Sağlık emekçileri Ankara ve İzmir'de eylem gerçekleştirdi.
İzmir'de Tepecik Hastanesi'nde ve Ankara'da Sağlık Bakanlığı önünde eylem gerçekleştirildi.
Ankara'da sağlık emekçileri Sağlık Bakanlığı önünde
Sağlık örgütleri (TTB, TDB, SES, Dev Sağlık İş, Birlik ve Dayanışma Sen, THD, TPD) saat 12.30’da Sağlık Bakanlığı önünde eylem gerçekleştirdi.
“Pandeminin ağır sonuçlarının sorumlularını biliyoruz” şiarlı pankart ile gerçekleştirilen eylemde ilk sözü TTB Merkez Konseyi Başkanı Şebnem Korur Fincancı alarak iktidarın, pandeminin ağır sonuçlarının sorumlusu olduğunu dile getirdi. Fincancı şunları dedi:
“Tüm bu süreçte emekleri değersizleştirilen sağlık çalışanlarının son olarak ‘giderlerse gitsinler’ sözleri ile karşı karşıya kalmaları utanç verici bir tutumdur. Biz gelecek kaygısı ile yurtdışına gitmek zorunda kalan sağlık çalışanları için de mücadele ediyoruz...
... Pandemi süresince gerçekleşen çeyrek milyon ölüm önlenebilirdi. Biz sonuna kadar pandeminin sonuçlarının sorumlusunun iktidar olduğunu söylemeye devam edeceğiz”
Eylemde Fincancı’nın ardından CHP, HDP ve KESK adına da konuşmalar gerçekleştirildi.
Eylem 14-15 Martta gerçekleşecek olan Büyük G(ö)reve çağrı yapılarak sonlandırıldı.

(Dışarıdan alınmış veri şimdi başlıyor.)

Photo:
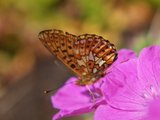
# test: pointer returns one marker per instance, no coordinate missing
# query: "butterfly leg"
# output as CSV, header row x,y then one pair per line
x,y
91,93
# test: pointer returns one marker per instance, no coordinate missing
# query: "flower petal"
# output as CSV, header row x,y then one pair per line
x,y
149,66
122,89
72,99
107,113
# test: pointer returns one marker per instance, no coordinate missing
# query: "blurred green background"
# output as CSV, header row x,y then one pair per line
x,y
27,68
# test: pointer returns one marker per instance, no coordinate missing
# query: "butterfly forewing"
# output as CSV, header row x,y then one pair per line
x,y
86,55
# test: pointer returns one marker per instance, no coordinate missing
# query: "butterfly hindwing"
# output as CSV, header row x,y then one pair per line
x,y
87,55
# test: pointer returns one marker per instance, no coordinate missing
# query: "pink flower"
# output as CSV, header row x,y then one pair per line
x,y
132,89
75,100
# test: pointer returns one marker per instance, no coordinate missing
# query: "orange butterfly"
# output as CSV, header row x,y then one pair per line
x,y
87,55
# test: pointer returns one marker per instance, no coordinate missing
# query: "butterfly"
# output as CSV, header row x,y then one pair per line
x,y
87,55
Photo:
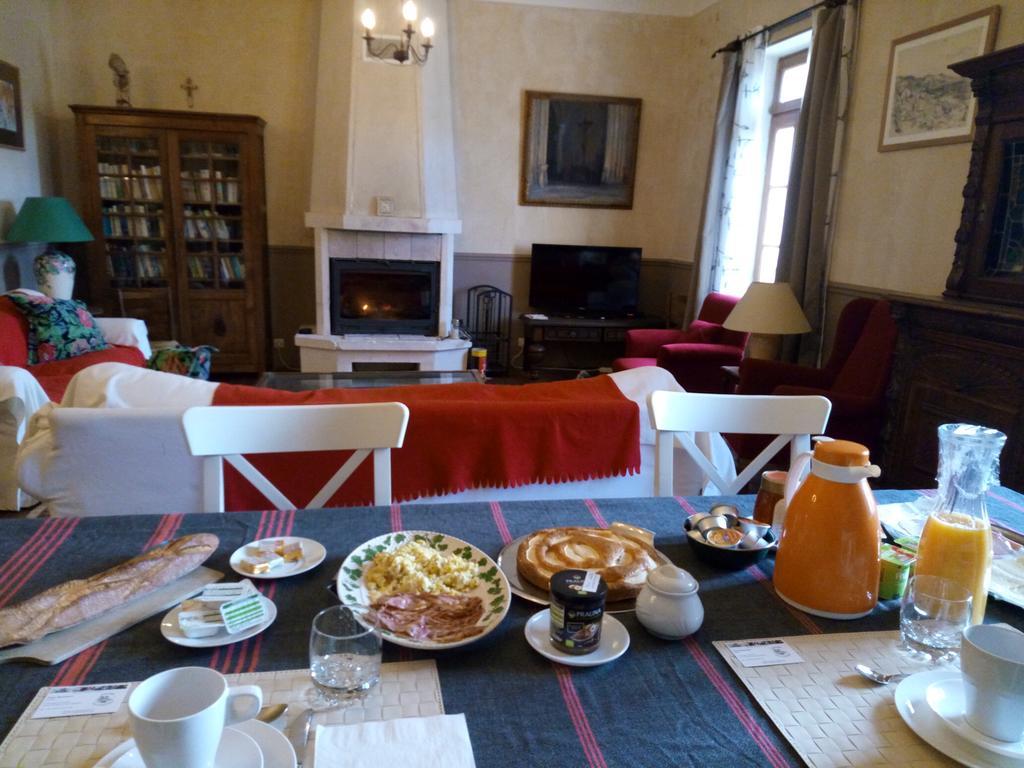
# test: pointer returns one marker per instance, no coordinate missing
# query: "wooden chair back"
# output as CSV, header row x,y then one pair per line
x,y
224,433
687,418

İzmir'de sağlık emekçileri eylemde
Sağlık emekçileri sendikası (SES) İzmir şubesi sağlıkta şiddeti protesto etmek için Tepecik Hastahanesi'nde eylem yaptı
Açıklamayı SES eş başkanı Nursel Yücesoy okudu. Yücesoy Nasıl bir sağlık hizmet düzenidir ki, resmi rakamlara göre bile her gün 50 sağlık çalışanı sözlü ya da fiziksel olarak şiddete maruz kalmaktadır. Hastaneler artık sağlıkla değil şiddetle anılmaktadır. Mevcut sağlık sisteminde herkes mutsuz, en çok da sağlık emekçisi mutsuzdur denerek şöyle devam edildi:
"Uzun süredir güvenli işyerleri talebimiz ve etkin, caydırıcı bir sağlıkta şiddet yasası talebimiz olmasına karşın, her gün bir değil, birkaç sağlıkta şiddet olayı olmasına rağmen attığı tek adım sosyal medyadan tweet atmak olan Sağlık Bakanı da bu şiddetten sorumludur. Yaşatmak için çalışan Hekim, hemşire, ebe, teknisyen, idari memur, sağlık işçisi, bu ülkenin tüm sağlık emekçileri olarak bizler şiddete, şiddeti özendiren tüm politikalara karşıyız."
Açıklama şu ifadeler ile bitirildi:
"Sağlığın piyasalaşması sonucu oluşan sorunların, yanlış uygulamaların sorumlusu bizmişiz gibi şiddete maruz kalıyor, hedef gösteriliyor ve öldürülüyoruz. Özcesi bu sistemin kendisi şiddeti doğurmaktadır. Sağlık emekçilerinin haklarını ve halkın sağlık hakkını koruyup geliştirecek başka bir sağlık sistemi mümkündür. Bu sistemi inşa edinceye kadar mücadeleye devam edeceğiz. Nitekim 14-15 Mart tarihlerinde yapacağız Büyük G(ö)REV eylemliliğimizin en önemli sebeplerinden birisi de sağlık artan şiddet vakalarıdır."
"Sağlıkta şiddetle mücadeleden geri adım atmayacağız. Şiddetle yüz yüze kalan tüm sağlık emekçilerine sahip çıkmaktan vazgeçmeyeceğiz" denilen eylem slogan ve alkışlarla bitirilecek 14-15 Marta sağlık çalışanlarının grevde olduğu duyurusu yapıldı.